As part of one of the largest AI companies in the world – Baidu – and now the second-largest microcredit company in China with $1 billion in registered capital, Du Xiaoman’s CEO can speak with some authority on China’s AI developments.
“AI has entered the stage of large-scale application in China, such as in the fields of autonomous driving and smart home,” says Guang. “We believe that Robotic Process Automation (RPA) may be a hot spot in the market next year, including voice robots, whose technology has matured” to the point where Guang is confident it could be used efficiently for customer services and marketing among other fields.
Guang says Du Xiaoman uses robotic-powered customer service for chasing post-loan collections of overdue customers “in order to reduce [its] labor costs”.
But whilst the customer service capabilities of AI may already seem familiar, it’s proven they are still stalling companies’ efforts to remain personalised. Forrester’s 2019 research says 63% of customers will leave a company after just one poor experience with the iteration of chatbots companies use today.
The challenges which face AI are therefore equally as weighty as the benefits it can bring.
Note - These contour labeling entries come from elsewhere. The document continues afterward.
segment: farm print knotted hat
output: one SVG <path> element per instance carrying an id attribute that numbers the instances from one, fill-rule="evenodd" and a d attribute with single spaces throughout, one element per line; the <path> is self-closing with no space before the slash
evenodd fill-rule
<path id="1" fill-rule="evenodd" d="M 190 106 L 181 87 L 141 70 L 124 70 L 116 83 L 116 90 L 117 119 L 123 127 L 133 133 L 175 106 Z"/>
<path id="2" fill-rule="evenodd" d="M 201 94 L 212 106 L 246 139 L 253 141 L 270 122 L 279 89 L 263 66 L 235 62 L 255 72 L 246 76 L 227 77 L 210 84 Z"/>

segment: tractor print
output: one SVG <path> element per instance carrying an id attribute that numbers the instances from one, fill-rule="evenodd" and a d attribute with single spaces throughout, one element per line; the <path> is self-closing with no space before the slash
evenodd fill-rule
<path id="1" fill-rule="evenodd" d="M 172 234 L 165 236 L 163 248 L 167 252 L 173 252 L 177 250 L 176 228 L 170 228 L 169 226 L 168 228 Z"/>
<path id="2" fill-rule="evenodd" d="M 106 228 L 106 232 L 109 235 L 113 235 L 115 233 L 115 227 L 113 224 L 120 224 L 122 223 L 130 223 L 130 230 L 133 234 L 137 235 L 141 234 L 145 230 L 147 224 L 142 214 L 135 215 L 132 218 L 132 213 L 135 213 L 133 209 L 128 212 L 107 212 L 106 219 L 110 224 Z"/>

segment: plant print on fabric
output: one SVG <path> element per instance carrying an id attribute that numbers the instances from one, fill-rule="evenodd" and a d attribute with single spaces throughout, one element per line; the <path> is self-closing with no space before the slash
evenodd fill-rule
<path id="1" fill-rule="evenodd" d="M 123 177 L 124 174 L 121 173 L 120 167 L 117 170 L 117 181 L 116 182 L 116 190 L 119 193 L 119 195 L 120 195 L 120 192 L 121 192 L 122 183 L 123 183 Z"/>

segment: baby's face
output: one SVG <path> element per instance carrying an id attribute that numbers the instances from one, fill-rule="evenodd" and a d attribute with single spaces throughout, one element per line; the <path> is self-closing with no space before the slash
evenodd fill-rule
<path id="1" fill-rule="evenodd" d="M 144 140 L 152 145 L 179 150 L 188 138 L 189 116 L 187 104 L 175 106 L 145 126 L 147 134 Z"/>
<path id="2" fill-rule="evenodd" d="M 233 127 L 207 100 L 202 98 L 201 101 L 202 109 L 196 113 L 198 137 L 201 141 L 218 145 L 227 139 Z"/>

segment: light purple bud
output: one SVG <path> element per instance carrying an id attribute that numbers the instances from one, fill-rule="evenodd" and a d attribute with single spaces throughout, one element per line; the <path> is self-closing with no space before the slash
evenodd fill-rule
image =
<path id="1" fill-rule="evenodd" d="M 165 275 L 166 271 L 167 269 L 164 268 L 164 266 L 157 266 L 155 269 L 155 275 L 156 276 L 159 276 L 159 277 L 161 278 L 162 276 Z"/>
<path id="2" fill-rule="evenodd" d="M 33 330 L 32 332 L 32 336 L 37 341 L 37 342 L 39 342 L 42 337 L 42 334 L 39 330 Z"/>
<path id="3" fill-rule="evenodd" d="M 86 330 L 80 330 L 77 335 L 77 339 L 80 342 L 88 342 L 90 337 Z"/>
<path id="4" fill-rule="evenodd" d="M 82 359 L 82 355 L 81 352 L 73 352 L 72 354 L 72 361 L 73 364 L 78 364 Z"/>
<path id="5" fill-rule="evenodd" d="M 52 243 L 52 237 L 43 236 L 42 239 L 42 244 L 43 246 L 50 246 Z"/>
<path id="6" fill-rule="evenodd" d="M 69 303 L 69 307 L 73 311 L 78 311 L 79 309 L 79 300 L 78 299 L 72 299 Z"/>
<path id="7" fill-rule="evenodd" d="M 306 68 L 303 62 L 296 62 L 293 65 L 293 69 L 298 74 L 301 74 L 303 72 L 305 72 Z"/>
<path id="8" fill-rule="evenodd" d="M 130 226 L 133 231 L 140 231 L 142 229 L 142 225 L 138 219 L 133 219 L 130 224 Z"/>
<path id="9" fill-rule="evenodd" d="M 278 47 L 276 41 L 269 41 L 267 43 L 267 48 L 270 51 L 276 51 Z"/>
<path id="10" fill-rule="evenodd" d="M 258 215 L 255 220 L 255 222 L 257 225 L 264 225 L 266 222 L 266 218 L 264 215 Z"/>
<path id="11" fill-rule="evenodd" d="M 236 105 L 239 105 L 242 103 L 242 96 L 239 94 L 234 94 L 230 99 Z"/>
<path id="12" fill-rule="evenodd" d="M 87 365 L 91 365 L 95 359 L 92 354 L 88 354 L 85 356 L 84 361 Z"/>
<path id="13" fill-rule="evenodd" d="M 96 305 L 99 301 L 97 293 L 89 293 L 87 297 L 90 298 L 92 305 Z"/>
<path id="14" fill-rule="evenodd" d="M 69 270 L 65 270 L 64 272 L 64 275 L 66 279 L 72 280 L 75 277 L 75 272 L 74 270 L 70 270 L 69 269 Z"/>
With efficiency comes risk, says Guang, who calls the balance between the two “the biggest challenge”.
Whilst AI and big data can grant credit checks and approvals in just a few minutes as opposed to a few weeks, risk should ultimately come first and efficiency second, he says.
“The essence of finance is a risk. […] We should always take risk management as the core, and then solve the problem of efficiency”, says Guang.